It's a very disturbing story. The room full of freaks is described with a great deal of disgust and horror. When the narrator passes them by again at the end, the fear is still there, but it's now accompanied by a great deal of sadness and guilt. It's a weird mix of emotions. It's hard to know what to feel. Sure, the main character was betrayed and lied to, so you can sympathize with him to a certain extent, but it's impossible not to hate his cowardly retreat, desertion, and self-imprisonment at the end of the story. Peake's main characters always seem to react first to a crisis by running away from it. It's an irritating habit. Plus, there's the vague sense that the freaks are being picked on just for being freaks, and that's not cool.
I can't say I enjoyed this story, and not just because it left me unsettled, disturbed, and unsatisfied. The writing is also rather weak. It feels like it's trying to be a gothic horror tale, almost in the style of Lovecraft, but it's failing.
I'm glad I read it, but this collection is really not very good. None of these stories are particularly satisfying; in fact, most are some combination of gimmicky, bland, weird, pointless, and ineffective. Except for a few brief moments in the Lamb's lair in "Boy in Darkness," none of them showcase Peake's facility with language and his amazing descriptive abilities. It's interesting to see Peake experimenting here, dallying with memoir, comedy, the surreal, nonsense, and even gothic horror.

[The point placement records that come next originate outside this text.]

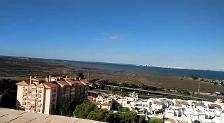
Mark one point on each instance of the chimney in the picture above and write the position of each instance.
(49, 78)
(30, 80)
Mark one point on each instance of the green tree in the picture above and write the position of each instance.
(98, 114)
(83, 110)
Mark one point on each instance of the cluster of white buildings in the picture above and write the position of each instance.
(172, 110)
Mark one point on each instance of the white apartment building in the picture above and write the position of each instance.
(45, 95)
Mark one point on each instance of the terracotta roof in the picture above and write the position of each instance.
(62, 83)
(23, 83)
(50, 85)
(215, 106)
(200, 104)
(72, 81)
(84, 81)
(157, 102)
(41, 85)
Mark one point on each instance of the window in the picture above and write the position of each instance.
(39, 96)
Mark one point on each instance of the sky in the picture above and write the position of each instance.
(175, 33)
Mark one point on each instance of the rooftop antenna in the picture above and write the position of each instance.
(88, 75)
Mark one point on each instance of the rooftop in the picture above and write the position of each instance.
(17, 116)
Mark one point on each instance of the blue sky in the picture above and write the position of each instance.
(179, 33)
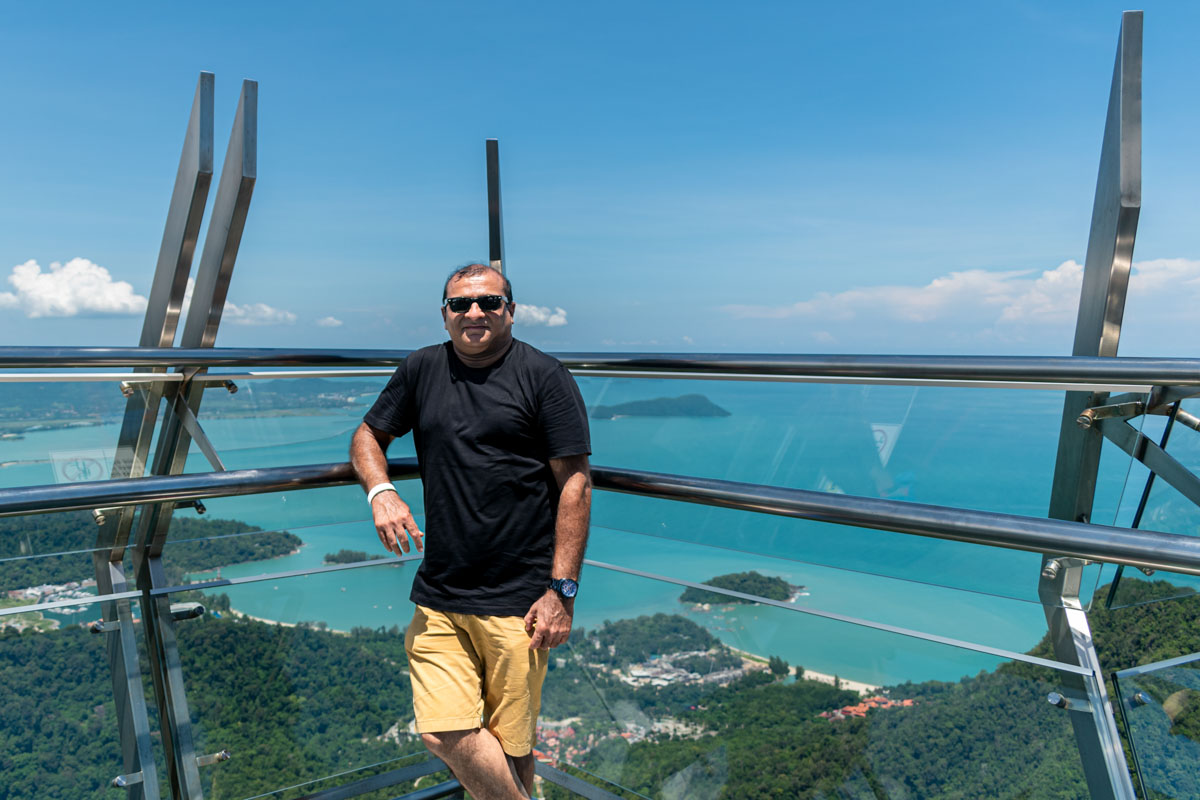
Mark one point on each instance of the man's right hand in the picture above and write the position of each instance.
(394, 523)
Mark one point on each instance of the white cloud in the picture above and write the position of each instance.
(78, 287)
(941, 296)
(987, 299)
(528, 314)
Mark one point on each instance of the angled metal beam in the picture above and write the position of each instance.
(179, 238)
(571, 783)
(377, 782)
(180, 234)
(495, 215)
(1115, 211)
(226, 226)
(1115, 214)
(1157, 459)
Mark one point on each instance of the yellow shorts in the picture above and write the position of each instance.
(472, 671)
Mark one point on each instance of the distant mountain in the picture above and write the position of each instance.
(684, 405)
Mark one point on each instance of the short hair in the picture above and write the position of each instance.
(471, 270)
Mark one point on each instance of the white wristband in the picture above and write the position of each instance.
(377, 489)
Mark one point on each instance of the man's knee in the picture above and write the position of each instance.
(445, 741)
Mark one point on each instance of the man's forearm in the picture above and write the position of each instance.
(369, 458)
(571, 525)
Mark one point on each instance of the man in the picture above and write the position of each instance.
(502, 443)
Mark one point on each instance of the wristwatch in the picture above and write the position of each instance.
(567, 588)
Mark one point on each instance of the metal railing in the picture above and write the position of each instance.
(1139, 548)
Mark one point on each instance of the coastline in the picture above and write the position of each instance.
(238, 614)
(862, 687)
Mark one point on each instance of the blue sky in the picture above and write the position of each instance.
(754, 176)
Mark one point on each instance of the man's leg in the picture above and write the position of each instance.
(478, 762)
(522, 767)
(513, 678)
(447, 677)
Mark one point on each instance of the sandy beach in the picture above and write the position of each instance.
(809, 674)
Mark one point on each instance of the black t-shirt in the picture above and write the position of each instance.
(484, 441)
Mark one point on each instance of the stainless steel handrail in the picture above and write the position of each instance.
(1182, 372)
(1140, 548)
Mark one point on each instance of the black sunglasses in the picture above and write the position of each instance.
(486, 302)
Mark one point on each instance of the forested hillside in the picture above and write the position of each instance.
(651, 703)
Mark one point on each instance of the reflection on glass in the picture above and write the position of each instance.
(286, 421)
(59, 727)
(660, 707)
(301, 701)
(222, 543)
(1161, 708)
(1165, 509)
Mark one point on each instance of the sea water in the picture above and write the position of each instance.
(972, 449)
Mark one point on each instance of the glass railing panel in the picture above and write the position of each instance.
(48, 557)
(1165, 509)
(60, 732)
(325, 693)
(981, 618)
(1161, 708)
(59, 432)
(989, 449)
(240, 536)
(972, 567)
(657, 705)
(276, 422)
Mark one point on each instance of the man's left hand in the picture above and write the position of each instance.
(549, 620)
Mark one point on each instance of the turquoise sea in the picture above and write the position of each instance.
(979, 449)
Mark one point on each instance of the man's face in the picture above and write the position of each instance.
(477, 331)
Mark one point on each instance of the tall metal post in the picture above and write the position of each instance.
(181, 230)
(226, 226)
(1097, 331)
(495, 216)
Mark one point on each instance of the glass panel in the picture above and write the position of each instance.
(59, 432)
(661, 708)
(1161, 707)
(234, 537)
(972, 567)
(300, 702)
(1167, 510)
(287, 421)
(59, 726)
(47, 557)
(990, 449)
(979, 618)
(977, 449)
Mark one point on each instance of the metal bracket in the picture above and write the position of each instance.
(193, 428)
(1060, 701)
(1051, 567)
(123, 781)
(1125, 410)
(213, 758)
(1156, 458)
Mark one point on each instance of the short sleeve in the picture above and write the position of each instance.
(393, 410)
(563, 416)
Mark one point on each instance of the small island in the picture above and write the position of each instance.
(750, 583)
(351, 557)
(683, 405)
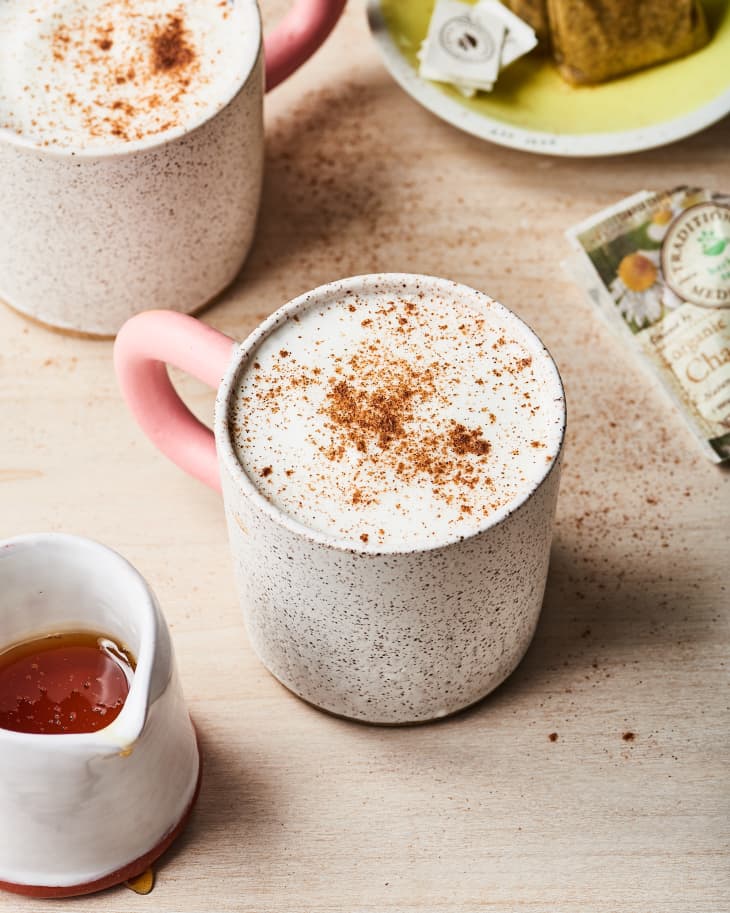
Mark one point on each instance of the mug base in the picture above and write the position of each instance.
(119, 876)
(400, 724)
(75, 333)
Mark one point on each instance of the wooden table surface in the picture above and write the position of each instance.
(300, 812)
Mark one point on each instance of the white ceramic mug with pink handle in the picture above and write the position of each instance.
(390, 562)
(99, 223)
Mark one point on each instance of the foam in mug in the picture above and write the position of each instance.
(93, 73)
(398, 420)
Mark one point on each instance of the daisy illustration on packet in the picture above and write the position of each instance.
(657, 266)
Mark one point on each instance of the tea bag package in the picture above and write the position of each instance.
(657, 266)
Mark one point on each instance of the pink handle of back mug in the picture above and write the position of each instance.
(298, 36)
(144, 346)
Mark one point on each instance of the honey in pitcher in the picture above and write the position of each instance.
(63, 683)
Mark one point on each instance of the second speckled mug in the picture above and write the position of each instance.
(428, 614)
(91, 234)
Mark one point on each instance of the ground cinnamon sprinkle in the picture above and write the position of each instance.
(374, 413)
(159, 62)
(374, 410)
(171, 49)
(465, 441)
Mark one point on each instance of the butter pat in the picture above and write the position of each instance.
(467, 46)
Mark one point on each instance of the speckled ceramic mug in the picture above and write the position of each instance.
(89, 237)
(387, 635)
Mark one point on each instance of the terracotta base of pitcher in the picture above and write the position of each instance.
(126, 873)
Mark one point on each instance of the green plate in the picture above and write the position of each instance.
(532, 108)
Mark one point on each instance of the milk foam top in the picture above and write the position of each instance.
(89, 74)
(397, 412)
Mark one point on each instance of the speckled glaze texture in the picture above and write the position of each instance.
(394, 638)
(390, 636)
(88, 241)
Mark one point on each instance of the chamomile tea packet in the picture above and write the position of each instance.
(657, 266)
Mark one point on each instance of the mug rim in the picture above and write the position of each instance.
(125, 728)
(156, 140)
(242, 351)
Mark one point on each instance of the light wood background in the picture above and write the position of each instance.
(303, 813)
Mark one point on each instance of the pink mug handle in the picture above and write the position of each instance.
(143, 347)
(298, 36)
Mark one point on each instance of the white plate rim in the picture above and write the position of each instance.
(571, 145)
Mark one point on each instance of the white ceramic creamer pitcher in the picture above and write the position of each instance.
(81, 812)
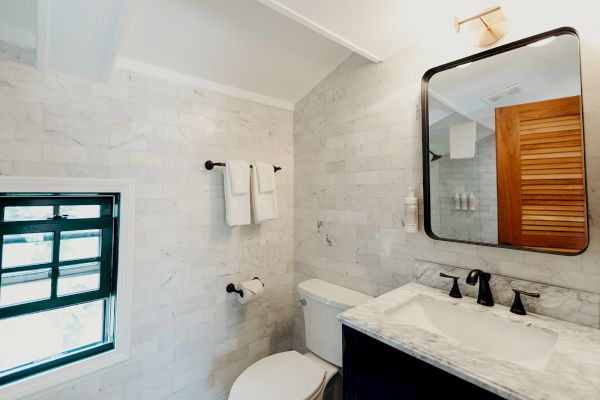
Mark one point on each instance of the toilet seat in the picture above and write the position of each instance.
(287, 375)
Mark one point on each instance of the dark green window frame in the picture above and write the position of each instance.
(108, 223)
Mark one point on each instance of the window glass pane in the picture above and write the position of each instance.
(27, 213)
(79, 278)
(75, 212)
(27, 249)
(33, 337)
(26, 286)
(76, 245)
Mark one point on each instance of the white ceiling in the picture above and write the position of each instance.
(240, 44)
(371, 28)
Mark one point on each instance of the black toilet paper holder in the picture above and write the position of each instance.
(231, 287)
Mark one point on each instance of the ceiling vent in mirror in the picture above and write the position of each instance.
(494, 98)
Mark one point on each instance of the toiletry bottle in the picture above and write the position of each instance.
(463, 201)
(456, 201)
(411, 211)
(471, 202)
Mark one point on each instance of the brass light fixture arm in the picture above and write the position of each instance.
(458, 23)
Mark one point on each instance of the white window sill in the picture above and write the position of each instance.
(60, 375)
(80, 369)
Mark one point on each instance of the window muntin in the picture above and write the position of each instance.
(57, 276)
(27, 249)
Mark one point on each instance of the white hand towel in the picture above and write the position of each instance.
(237, 206)
(238, 176)
(266, 177)
(264, 204)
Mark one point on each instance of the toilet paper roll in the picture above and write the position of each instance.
(252, 290)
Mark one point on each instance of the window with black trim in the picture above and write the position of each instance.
(58, 265)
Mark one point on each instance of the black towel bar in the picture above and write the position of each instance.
(209, 165)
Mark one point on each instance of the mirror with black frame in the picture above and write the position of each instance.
(503, 147)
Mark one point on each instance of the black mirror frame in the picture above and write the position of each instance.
(425, 132)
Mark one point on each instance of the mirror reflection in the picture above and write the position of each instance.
(506, 154)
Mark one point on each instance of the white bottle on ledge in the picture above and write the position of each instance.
(463, 201)
(411, 211)
(472, 202)
(456, 201)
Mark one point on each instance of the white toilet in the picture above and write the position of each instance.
(291, 375)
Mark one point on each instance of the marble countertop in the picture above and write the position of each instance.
(572, 372)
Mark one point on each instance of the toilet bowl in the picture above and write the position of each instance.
(293, 376)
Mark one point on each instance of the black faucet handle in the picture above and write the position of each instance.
(455, 291)
(517, 307)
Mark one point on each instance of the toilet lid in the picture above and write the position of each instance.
(287, 375)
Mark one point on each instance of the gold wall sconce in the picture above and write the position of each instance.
(489, 26)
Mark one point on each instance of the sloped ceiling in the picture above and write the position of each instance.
(372, 28)
(237, 44)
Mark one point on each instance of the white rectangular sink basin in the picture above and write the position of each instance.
(480, 330)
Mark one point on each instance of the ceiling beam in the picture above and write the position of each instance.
(280, 8)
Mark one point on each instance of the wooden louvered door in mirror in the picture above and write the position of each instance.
(541, 176)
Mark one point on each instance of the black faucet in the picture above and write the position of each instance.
(484, 297)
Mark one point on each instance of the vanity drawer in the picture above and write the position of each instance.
(375, 371)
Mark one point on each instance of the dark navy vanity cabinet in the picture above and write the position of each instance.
(375, 371)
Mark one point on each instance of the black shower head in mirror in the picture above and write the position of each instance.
(434, 157)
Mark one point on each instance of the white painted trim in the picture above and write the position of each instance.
(456, 108)
(288, 12)
(41, 50)
(129, 64)
(17, 36)
(126, 9)
(80, 369)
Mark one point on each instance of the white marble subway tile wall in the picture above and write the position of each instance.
(190, 338)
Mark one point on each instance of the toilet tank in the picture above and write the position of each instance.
(324, 301)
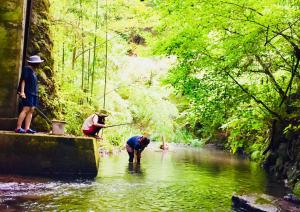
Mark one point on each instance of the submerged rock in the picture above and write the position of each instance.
(262, 203)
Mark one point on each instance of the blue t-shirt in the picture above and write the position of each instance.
(31, 85)
(133, 142)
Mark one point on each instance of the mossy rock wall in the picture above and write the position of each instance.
(40, 42)
(47, 155)
(11, 47)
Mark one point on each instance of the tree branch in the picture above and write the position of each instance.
(253, 97)
(268, 73)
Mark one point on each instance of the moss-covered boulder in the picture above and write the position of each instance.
(40, 43)
(48, 155)
(11, 47)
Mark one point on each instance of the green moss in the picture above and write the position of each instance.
(262, 201)
(296, 189)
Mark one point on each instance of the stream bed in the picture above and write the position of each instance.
(185, 179)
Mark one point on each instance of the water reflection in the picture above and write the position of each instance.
(135, 169)
(178, 179)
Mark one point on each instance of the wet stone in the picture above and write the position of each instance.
(262, 203)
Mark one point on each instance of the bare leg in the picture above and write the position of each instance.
(22, 116)
(28, 118)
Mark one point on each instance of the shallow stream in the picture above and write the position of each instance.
(183, 179)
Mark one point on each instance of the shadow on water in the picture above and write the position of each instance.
(178, 179)
(135, 169)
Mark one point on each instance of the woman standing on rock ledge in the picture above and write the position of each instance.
(28, 91)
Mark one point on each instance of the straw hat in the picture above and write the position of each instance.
(35, 59)
(146, 134)
(103, 113)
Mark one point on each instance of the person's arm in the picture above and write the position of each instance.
(95, 122)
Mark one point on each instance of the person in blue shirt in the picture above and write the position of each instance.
(28, 91)
(136, 144)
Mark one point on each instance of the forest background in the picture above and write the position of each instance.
(191, 71)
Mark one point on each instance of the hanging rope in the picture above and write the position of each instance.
(106, 47)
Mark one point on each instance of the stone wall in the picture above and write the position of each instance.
(40, 42)
(11, 47)
(48, 155)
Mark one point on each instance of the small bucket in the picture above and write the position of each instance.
(58, 127)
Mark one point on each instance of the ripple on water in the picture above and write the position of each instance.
(165, 181)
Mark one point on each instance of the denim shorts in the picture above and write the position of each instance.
(30, 101)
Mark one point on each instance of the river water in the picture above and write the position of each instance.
(182, 179)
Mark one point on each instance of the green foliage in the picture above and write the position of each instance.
(133, 90)
(237, 65)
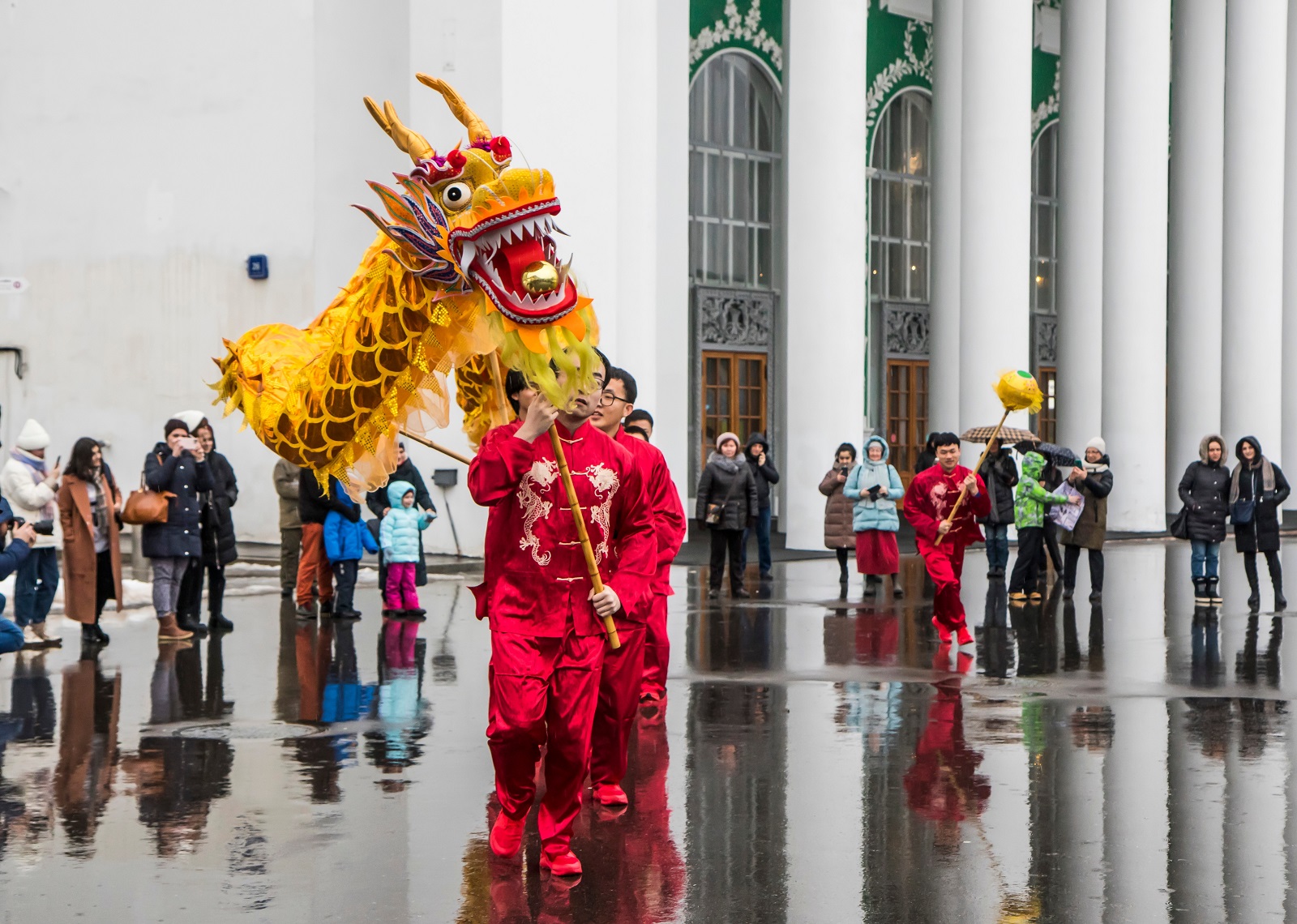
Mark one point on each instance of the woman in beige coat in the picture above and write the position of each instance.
(88, 503)
(838, 533)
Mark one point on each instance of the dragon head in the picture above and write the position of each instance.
(467, 220)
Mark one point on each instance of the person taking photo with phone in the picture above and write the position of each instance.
(30, 486)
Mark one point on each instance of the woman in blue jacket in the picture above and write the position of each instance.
(875, 488)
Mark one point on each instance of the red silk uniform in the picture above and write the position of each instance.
(546, 639)
(624, 669)
(927, 501)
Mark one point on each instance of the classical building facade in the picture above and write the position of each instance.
(815, 220)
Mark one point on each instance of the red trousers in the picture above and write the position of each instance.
(619, 701)
(313, 566)
(657, 648)
(542, 692)
(944, 566)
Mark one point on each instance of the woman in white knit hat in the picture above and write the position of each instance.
(30, 486)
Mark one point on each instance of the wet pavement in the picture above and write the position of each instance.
(820, 759)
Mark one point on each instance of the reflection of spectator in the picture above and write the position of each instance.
(944, 785)
(88, 751)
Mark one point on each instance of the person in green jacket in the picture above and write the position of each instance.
(1029, 515)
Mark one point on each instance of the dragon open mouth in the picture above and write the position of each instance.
(497, 250)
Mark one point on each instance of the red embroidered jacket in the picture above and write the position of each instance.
(536, 576)
(929, 501)
(663, 500)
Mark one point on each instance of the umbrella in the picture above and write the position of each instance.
(1060, 456)
(1008, 435)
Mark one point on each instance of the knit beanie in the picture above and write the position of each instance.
(32, 436)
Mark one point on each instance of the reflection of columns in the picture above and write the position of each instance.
(1081, 222)
(1197, 179)
(944, 380)
(1255, 855)
(827, 86)
(996, 207)
(1135, 819)
(1136, 103)
(1252, 340)
(1195, 819)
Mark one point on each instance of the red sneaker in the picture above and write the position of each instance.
(562, 865)
(506, 835)
(610, 794)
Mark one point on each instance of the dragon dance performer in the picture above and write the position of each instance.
(548, 641)
(623, 669)
(929, 501)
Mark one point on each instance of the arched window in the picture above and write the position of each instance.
(1044, 220)
(734, 143)
(899, 195)
(1044, 274)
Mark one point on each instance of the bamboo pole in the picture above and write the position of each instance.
(981, 460)
(592, 566)
(440, 448)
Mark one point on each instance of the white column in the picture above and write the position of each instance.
(1256, 86)
(1081, 224)
(1290, 338)
(944, 378)
(995, 217)
(825, 84)
(1135, 133)
(1197, 190)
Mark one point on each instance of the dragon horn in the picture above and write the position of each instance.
(410, 142)
(477, 130)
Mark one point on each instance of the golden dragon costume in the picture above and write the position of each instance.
(464, 276)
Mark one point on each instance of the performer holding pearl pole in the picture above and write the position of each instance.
(548, 639)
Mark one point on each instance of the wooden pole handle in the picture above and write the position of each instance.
(981, 460)
(440, 448)
(592, 566)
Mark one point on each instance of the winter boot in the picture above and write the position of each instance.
(169, 631)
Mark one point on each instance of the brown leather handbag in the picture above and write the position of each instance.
(147, 507)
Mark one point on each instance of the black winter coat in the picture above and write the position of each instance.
(218, 524)
(1205, 492)
(1262, 533)
(313, 507)
(764, 475)
(728, 479)
(1000, 475)
(378, 500)
(186, 478)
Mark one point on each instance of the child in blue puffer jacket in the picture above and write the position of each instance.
(400, 540)
(345, 543)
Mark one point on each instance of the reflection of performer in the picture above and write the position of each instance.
(944, 785)
(929, 501)
(623, 674)
(548, 639)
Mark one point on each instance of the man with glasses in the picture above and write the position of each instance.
(642, 630)
(548, 639)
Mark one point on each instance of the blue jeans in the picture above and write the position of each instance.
(34, 587)
(1205, 558)
(998, 545)
(763, 543)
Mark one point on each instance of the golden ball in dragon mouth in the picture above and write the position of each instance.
(540, 278)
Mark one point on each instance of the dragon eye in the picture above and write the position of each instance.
(457, 196)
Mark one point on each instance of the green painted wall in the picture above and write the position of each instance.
(756, 26)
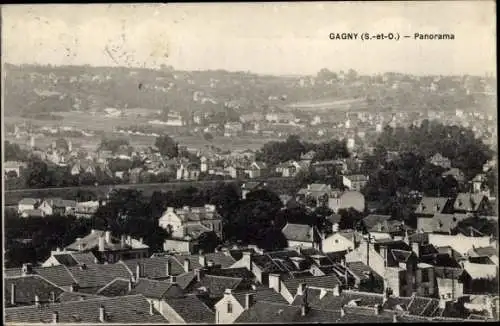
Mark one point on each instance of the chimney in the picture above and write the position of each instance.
(102, 314)
(137, 271)
(130, 285)
(203, 260)
(151, 308)
(199, 274)
(55, 317)
(27, 269)
(247, 258)
(248, 300)
(52, 296)
(101, 243)
(415, 247)
(73, 287)
(108, 236)
(168, 268)
(275, 282)
(187, 265)
(13, 294)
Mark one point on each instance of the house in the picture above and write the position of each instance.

But none of it comes close to his work in the Titus novels.
Mervyn Peake: Writings & Drawings
This is a large coffee table book containing a biography of Peake, along with many examples of his writing and art, including works in progress, and both previously published and previously unpublished pieces. I have to admit that I just scanned the biography and the longer excerpts, and concentrated mostly on the poetry and the illustrations. Peake's poetry ranges from nonsense stuff for children, in the vein of Lewis Carroll, to more serious, unrhymed works. I'm sad to say he's not very good at either, although the nonsense is marginally better. What really stands out in this book are his incredible illustrations. His work is really quite imaginative, unique, and beautiful. There's one section showcasing a short epistolary children's story he wrote, accompanied by illustrations of an adventure in the polar regions, that's particularly wonderful. I would also love to see a full set of his illustrations for Alice's Adventures in Wonderland and The Rime of the Ancient Mariner. This is definitely a fascinating book that gave me another, even more detailed look at Mervyn Peake as a man and as an artist.